Complete, copy-pasteable runnable. The Ethereum mainnet RPC is required for the ENS round-trip; see Configuration for every constructor option.

import { Fidemark, getNetwork } from "@fidemark/sdk";
import { JsonRpcProvider } from "ethers";
const fidemark = new Fidemark({
network: getNetwork("base-sepolia"),
privateKey: process.env.PRIVATE_KEY,
ensProvider: new JsonRpcProvider(process.env.ENS_RPC_URL),
});
const result = await fidemark.attestHumanWithENS({
content: myArticle,
contentType: "text/article",
});
// result.uid : the attestation UID
// result.verifyUrl : public verify URL
// result.ens : { name, address } as verified at attest time

The helper:

  1. Resolves the signer’s ENS round-trip.
  2. Throws INVALID_INPUT if the wallet has no verifiable ENS.
  3. Otherwise, attests with proofMethod = "ens-verified".
  • ensProvider / ens_provider_url / ENSProviderURL in the Fidemark constructor: an Ethereum mainnet RPC. ENS lives on Ethereum, not Base. Keep them separate.
  • Resolver allowlist: ens-verified is allowlisted on the deployed Fidemark resolvers on Base and Base Sepolia. Nothing to do at the consumer level.

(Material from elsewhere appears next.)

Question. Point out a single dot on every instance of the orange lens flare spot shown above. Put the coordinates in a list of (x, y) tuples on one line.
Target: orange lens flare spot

Verifiers (the verify page, third-party tools) typically re-check the wallet’s current ENS at view time. ENS records can change: “this wallet had ENS name X at time T” is a snapshot, not a permanent claim. The verify page renders the current verified name (if any) next to a Layer-1 attestation; mismatches surface as “ENS verification failed (record changed)”.